Prevent Recurrence
Solve the system that produced the problem, not just the problem itself
The Pattern
A bug appears in production. Someone fixes it. Two weeks later, a similar bug appears. Someone fixes that one too. This cycle repeats until it becomes "normal" — the team accepts a baseline level of recurring problems as the cost of doing business.
It doesn't have to be this way. Every recurring problem is a signal that something in the system is broken. Fixing the symptom is necessary. Fixing the cause is what separates improving teams from stagnant ones.
The Five Whys (and When to Stop)
When a problem recurs, ask "why" until you reach a systemic cause:
- Why did the deployment fail? — A config value was wrong.
- Why was the config value wrong? — It was manually edited and someone made a typo.
- Why is config manually edited? — We don't have a config validation step.
- Why don't we have config validation? — Nobody built it — it wasn't prioritized.
- Why wasn't it prioritized? — We only address config issues reactively.
The fix at level 1 is correcting the typo. The fix at level 4 or 5 is building config validation and adding it to the deployment pipeline. The second fix prevents the entire class of problems from recurring.
How to Build a Prevention Culture
After every incident, ask two questions
- What do we do right now to fix this? — The immediate response.
- What do we change so this can never happen again? — The systemic fix.
Both are required. The first without the second guarantees recurrence. The second without the first is irresponsible.
Categorize your fixes
| Fix Type | Example | Recurrence Risk |
|---|---|---|
| Patch | Fix the broken config value | High — same class of error will happen again |
| Guard | Add a validation check before deployment | Medium — catches this error type, but relies on the guard working |
| Eliminate | Auto-generate config from source of truth | Low — the manual step that caused the error no longer exists |
Always aim for the highest level of fix that's practical. Patches are for emergencies. Guards are for common errors. Elimination is for problems you never want to see again.
Track recurrence explicitly
- When a bug is filed, check: "Have we seen this before?" If yes, escalate it to a systemic fix.
- Maintain a "recurring issues" tag or label.
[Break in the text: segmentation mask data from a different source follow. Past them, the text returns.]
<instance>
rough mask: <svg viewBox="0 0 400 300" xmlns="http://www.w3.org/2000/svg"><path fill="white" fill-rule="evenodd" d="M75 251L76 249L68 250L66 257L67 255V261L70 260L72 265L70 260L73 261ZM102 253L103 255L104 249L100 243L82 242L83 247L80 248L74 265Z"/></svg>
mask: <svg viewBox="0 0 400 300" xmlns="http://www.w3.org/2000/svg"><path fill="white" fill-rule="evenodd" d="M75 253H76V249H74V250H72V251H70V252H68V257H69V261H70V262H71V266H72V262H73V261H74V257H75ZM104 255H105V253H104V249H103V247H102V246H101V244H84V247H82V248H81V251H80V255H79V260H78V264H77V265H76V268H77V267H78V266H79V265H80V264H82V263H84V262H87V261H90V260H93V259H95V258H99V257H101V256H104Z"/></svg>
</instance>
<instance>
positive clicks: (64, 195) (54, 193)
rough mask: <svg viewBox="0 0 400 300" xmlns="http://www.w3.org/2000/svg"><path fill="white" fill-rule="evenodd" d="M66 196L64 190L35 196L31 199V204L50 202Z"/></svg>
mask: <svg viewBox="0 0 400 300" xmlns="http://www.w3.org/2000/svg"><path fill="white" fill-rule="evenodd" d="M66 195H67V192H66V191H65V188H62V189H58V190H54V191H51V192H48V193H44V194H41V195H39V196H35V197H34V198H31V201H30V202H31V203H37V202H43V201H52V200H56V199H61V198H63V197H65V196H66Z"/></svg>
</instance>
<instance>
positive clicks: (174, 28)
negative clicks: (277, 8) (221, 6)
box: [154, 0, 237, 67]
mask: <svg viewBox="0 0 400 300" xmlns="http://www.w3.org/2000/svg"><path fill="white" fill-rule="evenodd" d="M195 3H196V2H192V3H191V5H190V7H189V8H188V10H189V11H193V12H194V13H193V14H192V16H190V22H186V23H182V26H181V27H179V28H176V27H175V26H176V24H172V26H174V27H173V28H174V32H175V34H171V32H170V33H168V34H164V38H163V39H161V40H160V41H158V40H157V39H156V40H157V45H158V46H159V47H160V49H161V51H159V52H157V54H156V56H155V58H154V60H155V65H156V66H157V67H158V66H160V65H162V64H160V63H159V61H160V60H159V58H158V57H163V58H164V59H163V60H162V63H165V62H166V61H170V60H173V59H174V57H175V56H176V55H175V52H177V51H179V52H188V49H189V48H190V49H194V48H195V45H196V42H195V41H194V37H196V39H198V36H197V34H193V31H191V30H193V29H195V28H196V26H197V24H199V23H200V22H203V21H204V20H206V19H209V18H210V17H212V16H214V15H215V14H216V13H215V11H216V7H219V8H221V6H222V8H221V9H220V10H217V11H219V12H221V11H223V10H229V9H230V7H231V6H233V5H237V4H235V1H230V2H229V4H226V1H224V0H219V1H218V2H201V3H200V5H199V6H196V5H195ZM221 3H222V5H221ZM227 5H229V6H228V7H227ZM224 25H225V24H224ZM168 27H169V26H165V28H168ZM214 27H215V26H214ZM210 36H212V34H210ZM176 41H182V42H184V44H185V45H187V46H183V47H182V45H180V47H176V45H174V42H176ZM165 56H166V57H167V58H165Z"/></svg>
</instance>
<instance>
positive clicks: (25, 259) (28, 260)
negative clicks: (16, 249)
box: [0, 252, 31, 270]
If the same tag appears three times, it becomes a priority.
- In retrospectives, specifically ask: "What problems did we see this sprint that we've seen before?"
Common Recurring Problems and Systemic Fixes
| Recurring Problem | Systemic Fix |
|---|---|
| Same type of bug in production | Add automated tests or linting rules targeting that bug class |
| Miscommunication about requirements | Introduce a requirements checklist or sign-off step |
| Knowledge lost when people leave | Build documentation into the Definition of Done |
| Same questions from new hires | Improve onboarding docs based on actual questions asked |
| Deployment failures | Automate deployment steps that are error-prone when done manually |
The Mindset
Tolerating recurring problems is tolerating waste. Every time the team fixes the same issue twice, it spends time that could have been invested in building something new. Prevention isn't extra work — it's an investment that pays back every time the problem doesn't happen.
The goal is simple: no problem should surprise the team twice.